Marginal wells in the US, such as those in the shale plays, are being shut down. Brokerage firm Raymond James estimates that domestic drilling in the US could drop more than 40% next year.

Worse for the US is the fact that our number-one source of oil imports, Canada, is facing numerous cutbacks in its most expensive projects. Newer operators in the Canadian heavy oil fields and tar sands, who need prices above $90 a barrel, are sharply scaling back on their investments. The Norwegian oil company StatoilHydro recently backed out of a $12 billion project in Canada. In the last few weeks, Shell, Petro-Canada, and Nexen have all canceled or postponed new projects in Alberta.

A coal-to-liquids plant in South Africa was cancelled last week. Russian oil company TNK-BP slashed its 2009 capital budget by 25%. A major deepwater project in the Gulf of Mexico was suspended.

Even biofuel producers are having problems in lining up financing for their high-cost projects, delaying their much-anticipated additions to the total fuel supply.

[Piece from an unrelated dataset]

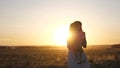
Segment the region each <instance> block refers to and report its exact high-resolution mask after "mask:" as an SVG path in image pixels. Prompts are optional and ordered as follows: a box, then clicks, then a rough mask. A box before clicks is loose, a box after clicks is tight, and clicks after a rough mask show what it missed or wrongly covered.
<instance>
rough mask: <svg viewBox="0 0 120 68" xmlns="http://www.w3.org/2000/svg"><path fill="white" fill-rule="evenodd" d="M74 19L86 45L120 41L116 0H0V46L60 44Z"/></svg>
mask: <svg viewBox="0 0 120 68" xmlns="http://www.w3.org/2000/svg"><path fill="white" fill-rule="evenodd" d="M76 20H79V21H81V22H82V23H83V30H84V31H85V32H86V37H87V42H88V45H96V44H98V45H99V44H116V43H120V0H0V45H60V44H59V43H57V42H56V40H55V39H54V37H55V34H59V32H58V33H55V32H56V31H57V30H58V31H59V30H60V31H61V32H63V33H64V32H66V31H68V29H69V24H70V23H72V22H74V21H76ZM62 30H63V31H62ZM60 35H62V34H59V35H57V36H60ZM58 39H59V37H58ZM60 41H61V40H60ZM63 42H65V40H64V41H63ZM62 45H65V44H62Z"/></svg>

A major issue facing fuel producers is that while their revenue has fallen along with oil prices, their costs have not. It will take awhile for today’s lower prices for steel and other materials to work their way through to energy projects, and even longer for labor prices to come down. To maintain profitability, producers must scale back on their capital expenditures and wait for their costs to fall, or their revenues to recover.

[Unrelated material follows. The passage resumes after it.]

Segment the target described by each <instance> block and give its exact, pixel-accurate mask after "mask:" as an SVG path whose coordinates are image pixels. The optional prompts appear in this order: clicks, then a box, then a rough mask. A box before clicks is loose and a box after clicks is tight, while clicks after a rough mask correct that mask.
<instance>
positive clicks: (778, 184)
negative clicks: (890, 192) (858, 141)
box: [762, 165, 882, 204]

Meanwhile, with 12-month crude futures carrying a 10-year high premium over prompt delivery, it is more profitable to store oil and sell it at a later date than to deliver it now. Khelil believes that commercial inventories are now 400 million barrels above the average, with some 80 million barrels stored in oil tankers. However, the numbers being offered on the amount of oil in tanker storage right now have varied from 40 to 80 million barrels, and Bloomberg reported that oil companies have booked 25 supertankers for storage, with a combined capacity of 50 million barrels.

Oil Will Be Back - “With A Vengeance”

The slowdown in production has oil companies worried about what will happen when the global economy recovers. Royal Dutch Shell vice president Marvin Odum warned, “We’re in remission right now,” he said, but when oil demand rebounds, “the energy challenge will come back with a vengeance.”

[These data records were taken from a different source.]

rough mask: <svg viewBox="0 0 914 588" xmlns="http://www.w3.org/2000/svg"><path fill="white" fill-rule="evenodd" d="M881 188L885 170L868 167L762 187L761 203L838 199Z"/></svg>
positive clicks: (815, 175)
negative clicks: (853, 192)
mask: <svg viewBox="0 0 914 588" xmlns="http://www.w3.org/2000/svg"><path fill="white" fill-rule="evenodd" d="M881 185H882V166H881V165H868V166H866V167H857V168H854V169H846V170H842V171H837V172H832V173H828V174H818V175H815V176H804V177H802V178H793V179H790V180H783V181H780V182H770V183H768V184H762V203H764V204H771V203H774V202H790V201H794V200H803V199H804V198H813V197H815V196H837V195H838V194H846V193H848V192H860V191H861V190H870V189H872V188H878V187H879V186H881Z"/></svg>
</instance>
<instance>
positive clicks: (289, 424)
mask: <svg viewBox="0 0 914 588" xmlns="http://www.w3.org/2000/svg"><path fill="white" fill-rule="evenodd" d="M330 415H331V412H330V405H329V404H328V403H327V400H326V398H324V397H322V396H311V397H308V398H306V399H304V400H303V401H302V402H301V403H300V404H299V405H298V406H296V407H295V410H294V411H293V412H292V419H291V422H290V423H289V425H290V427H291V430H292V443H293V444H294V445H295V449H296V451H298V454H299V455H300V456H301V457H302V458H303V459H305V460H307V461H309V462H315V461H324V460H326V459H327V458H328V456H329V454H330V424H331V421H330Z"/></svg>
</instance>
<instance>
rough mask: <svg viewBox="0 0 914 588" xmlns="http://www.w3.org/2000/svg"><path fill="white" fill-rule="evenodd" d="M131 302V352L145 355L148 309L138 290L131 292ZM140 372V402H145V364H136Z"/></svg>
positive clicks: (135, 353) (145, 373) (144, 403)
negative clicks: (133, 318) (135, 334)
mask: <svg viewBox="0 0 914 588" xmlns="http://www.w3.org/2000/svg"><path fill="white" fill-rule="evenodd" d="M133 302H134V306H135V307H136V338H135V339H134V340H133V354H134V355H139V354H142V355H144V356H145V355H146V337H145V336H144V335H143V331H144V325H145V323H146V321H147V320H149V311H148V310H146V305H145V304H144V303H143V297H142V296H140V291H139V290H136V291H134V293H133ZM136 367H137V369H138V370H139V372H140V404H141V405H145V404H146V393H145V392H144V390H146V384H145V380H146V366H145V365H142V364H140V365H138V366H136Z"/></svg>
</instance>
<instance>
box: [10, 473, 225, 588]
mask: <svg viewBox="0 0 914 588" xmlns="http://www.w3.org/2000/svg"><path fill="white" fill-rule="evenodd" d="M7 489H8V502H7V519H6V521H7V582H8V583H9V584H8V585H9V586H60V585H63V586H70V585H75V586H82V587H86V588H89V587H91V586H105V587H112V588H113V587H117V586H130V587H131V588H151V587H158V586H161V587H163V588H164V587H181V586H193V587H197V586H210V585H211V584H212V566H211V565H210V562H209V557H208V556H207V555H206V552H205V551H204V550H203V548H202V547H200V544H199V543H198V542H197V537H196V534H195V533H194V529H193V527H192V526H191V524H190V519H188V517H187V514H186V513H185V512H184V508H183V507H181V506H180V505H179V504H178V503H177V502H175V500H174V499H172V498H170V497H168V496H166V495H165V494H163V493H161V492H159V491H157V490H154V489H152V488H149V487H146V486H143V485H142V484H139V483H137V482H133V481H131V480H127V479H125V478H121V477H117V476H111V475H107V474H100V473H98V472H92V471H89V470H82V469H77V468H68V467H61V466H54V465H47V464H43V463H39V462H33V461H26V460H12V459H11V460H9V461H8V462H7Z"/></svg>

I’ve been beating that drum for the last month myself (see “Oil Prices: Why the Past is Not Prologue“). While the outlook on oil prices may remain uncertain, there is no question that the stream of project cancellations and delays in the energy sector will put a significant dent in future supply. Eventually, we will hit an “air pocket” in the fuel line, and when we do, I expect a sharp rebound in oil prices.

Low oil prices pose another threat to oil and natural gas producers: it can reduce their reserves. Under securities regulations, they can only report reserves that are economical under a calculation based on oil and gas prices at the end of their fiscal year. Those who use the calendar year as their fiscal year may have to revise their reserves downward if oil finishes the year at current prices. Doing so would reduce the value of their reserves as collateral, and restrict their ability to raise capital for new and ongoing projects. Not only would it send a chill through investors, it would also spell further delays in future supply.

Unfortunately for the world, the oil trade does not do a very good job of discounting long-term considerations like marginal production cost, or supply constraints several years out. At best it responds to near-term estimates on global economic growth. It certainly isn’t discounting a peak of all liquid fuels within the next two years.

When these longer-term considerations do get priced in, oil will rise so fast, it will make your head spin.

At the ridiculously low valuations of some of the best names in energy, I think the time is ripe for a wave of mergers and acquisitions, as the top dogs seek to increase their market share-and their reserves numbers-to get positioned for the next bounce. The ones with the healthiest balance sheets and the most strategic reserves are now looking like easy triple-baggers when that time comes.